New Delhi, Nov. 19: Maoist stronghold Rowghat in Chhattisgarh has become a place of refuge for Steel Authority of India (SAIL).
The steel PSU is confronting an acute iron ore shortage, and it is banking on the 511-million-tonne reserves at Rowghat — so much so it is now building barracks for about 4,000 CRPF personnel to man the scarce resource.
SAIL has been forced to go in for the costly security cover to keep iron ore flowing to its steel mills, after stalled forest clearances shut down two of its top mines — Bolani in Odisha and Gua in Jharkhand.
Of the 18-19mt of iron ore the steel giant requires for its factories at Bhilai, Rourkella, Bokaro, Burnpur, Durgapur and Salem, some 7 million tonnes used to come from these two shut mines.

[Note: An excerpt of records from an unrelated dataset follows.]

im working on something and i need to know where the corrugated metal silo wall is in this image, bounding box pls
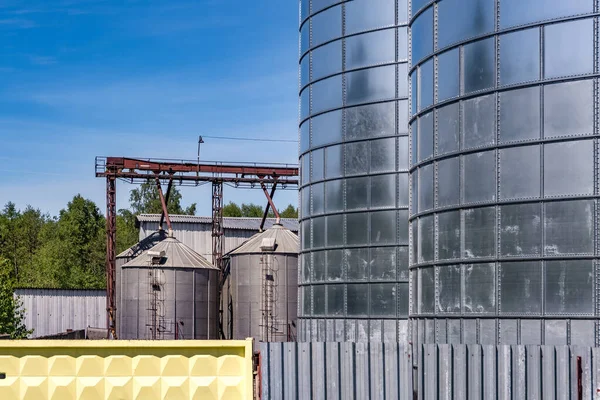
[409,1,599,346]
[119,267,219,340]
[115,256,130,339]
[226,254,298,342]
[297,0,410,342]
[139,221,257,261]
[15,289,106,338]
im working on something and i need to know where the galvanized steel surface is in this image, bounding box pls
[228,224,299,255]
[119,238,219,340]
[119,267,219,340]
[417,344,600,400]
[122,237,217,270]
[297,318,409,343]
[14,289,106,338]
[261,342,600,400]
[260,341,413,400]
[409,0,600,346]
[225,253,298,341]
[297,0,411,340]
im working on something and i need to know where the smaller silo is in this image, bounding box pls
[116,230,167,339]
[224,223,298,342]
[119,236,219,340]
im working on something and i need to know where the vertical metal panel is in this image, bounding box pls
[284,342,297,400]
[453,345,467,399]
[312,342,326,400]
[399,344,413,400]
[512,346,527,400]
[467,345,482,400]
[261,343,271,400]
[384,342,399,400]
[355,342,370,399]
[497,345,512,400]
[541,346,556,400]
[438,344,452,400]
[369,342,384,400]
[262,343,600,400]
[340,342,356,400]
[325,343,340,400]
[15,289,106,338]
[268,342,283,400]
[592,347,600,400]
[482,345,496,400]
[570,346,592,400]
[527,345,542,400]
[423,344,438,400]
[297,342,312,400]
[556,346,570,400]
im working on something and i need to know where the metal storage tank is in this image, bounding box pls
[409,0,599,345]
[298,0,410,342]
[115,230,166,339]
[119,236,219,340]
[223,223,298,342]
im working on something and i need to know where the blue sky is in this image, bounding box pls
[0,0,300,216]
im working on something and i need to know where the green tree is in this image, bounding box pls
[240,203,265,218]
[0,259,32,339]
[279,204,298,219]
[32,195,106,289]
[222,202,242,217]
[129,182,196,215]
[116,209,139,254]
[0,202,20,278]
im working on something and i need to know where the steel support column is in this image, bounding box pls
[212,180,224,270]
[106,176,117,339]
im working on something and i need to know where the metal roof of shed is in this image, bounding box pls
[136,214,298,231]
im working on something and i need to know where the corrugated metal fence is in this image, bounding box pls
[260,342,413,400]
[261,343,600,400]
[418,344,599,400]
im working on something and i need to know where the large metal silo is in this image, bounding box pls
[119,236,219,340]
[409,0,598,345]
[297,0,411,342]
[223,223,298,342]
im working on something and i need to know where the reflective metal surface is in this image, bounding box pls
[298,0,410,341]
[409,0,599,345]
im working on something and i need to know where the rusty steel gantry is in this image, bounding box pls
[95,156,299,339]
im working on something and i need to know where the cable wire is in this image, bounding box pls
[201,135,298,143]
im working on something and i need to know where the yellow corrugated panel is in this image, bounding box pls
[0,339,253,400]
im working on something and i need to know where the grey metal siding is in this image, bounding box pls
[119,267,219,340]
[15,289,106,338]
[261,342,413,400]
[261,342,600,400]
[139,221,258,260]
[228,253,298,342]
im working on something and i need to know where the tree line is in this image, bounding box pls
[0,182,297,290]
[0,182,297,337]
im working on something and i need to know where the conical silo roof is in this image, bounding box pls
[227,223,299,255]
[122,236,217,269]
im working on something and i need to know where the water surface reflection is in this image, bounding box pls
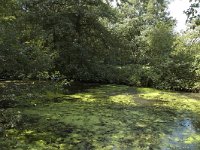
[162,118,200,149]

The shortfall, which is not yet pinching as SAIL has some stocks at Bolani and Guaas well as at factories, could translate into costly imports in the year ahead unless either Rowghat starts producing or the shut mines restart.
The CRPF forces who are to be deployed had demanded that barracks be built for them before they were sent to protect the mine. However, in a chicken-and-egg situation, contractors have asked for at least one battalion to be posted to guard those who build the barracks. So, a battalion of CRPF paramilitary forces has already been deployed at the building site.

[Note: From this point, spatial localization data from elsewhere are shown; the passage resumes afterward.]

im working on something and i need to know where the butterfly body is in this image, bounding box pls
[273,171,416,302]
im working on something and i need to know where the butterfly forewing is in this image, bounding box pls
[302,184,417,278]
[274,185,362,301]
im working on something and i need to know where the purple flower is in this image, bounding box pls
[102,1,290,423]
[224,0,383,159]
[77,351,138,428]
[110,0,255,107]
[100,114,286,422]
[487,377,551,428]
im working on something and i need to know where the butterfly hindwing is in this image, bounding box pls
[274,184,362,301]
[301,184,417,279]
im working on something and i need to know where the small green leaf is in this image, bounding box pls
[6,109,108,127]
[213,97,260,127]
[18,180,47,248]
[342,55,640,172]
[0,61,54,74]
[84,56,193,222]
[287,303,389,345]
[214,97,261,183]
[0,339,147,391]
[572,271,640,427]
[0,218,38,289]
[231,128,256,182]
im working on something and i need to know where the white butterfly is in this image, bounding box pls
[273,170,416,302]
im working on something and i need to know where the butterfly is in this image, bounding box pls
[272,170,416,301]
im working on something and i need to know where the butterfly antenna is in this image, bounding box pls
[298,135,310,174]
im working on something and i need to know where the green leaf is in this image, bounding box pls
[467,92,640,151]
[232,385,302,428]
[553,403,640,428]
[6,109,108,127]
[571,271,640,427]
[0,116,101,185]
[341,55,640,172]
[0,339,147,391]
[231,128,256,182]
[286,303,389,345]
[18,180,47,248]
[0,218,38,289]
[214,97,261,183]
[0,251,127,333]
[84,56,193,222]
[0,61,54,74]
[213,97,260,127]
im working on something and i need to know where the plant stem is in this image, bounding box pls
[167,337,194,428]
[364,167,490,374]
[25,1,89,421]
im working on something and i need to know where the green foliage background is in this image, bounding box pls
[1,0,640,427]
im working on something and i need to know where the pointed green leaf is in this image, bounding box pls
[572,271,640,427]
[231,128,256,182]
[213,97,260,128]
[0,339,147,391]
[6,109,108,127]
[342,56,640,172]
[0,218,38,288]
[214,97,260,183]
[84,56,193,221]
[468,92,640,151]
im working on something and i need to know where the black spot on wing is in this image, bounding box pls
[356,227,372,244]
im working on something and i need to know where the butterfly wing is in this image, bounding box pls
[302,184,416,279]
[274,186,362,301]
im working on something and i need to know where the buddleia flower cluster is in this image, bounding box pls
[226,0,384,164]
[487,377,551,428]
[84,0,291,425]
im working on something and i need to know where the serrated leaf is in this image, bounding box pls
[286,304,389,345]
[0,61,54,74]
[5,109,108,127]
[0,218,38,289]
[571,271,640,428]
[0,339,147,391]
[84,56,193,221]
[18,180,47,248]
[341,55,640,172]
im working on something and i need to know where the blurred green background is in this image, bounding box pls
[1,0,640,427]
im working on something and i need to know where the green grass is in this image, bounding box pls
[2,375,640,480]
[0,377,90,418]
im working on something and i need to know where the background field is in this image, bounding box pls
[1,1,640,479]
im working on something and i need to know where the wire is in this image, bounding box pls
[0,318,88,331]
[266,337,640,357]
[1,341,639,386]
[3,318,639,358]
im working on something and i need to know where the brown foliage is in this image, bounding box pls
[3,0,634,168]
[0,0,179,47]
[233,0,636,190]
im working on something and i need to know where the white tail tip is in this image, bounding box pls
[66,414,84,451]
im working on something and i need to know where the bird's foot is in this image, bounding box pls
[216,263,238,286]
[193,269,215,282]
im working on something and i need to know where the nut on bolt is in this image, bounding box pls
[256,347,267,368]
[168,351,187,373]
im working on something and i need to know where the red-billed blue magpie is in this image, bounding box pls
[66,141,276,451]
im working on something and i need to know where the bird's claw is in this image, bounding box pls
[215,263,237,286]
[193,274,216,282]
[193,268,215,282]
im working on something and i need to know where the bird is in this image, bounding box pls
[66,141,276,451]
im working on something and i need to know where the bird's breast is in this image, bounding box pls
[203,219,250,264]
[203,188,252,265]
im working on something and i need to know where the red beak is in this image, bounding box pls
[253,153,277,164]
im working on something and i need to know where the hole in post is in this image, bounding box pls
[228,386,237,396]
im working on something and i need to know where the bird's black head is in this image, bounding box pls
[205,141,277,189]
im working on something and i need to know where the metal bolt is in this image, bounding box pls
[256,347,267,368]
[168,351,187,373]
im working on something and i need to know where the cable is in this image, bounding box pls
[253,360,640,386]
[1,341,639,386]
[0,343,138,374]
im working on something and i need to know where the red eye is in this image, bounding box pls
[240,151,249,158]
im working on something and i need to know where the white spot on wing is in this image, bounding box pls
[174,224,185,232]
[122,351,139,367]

Rowghat has long been used by the Maoist groups as a base for operations in the tribal state. SAIL’s Rowghat mining area is in Malta reserve forest area, a place forest department officials have deserted long back. The mine lease is spread over seven blocks — Raodongri, Block-A, Tarhur Anjrel, Korgaon, Khargaon and Takrel.
The forces would guard not only the mines which will supply up to 14mt per annum of iron ore to Bhilai steel plant but also a new railway line —Dalli-Rajhara-Rowghat-Jagdalpur — to be built by the Railways, NMDC and the Chhattisgarh government on a cost-sharing basis.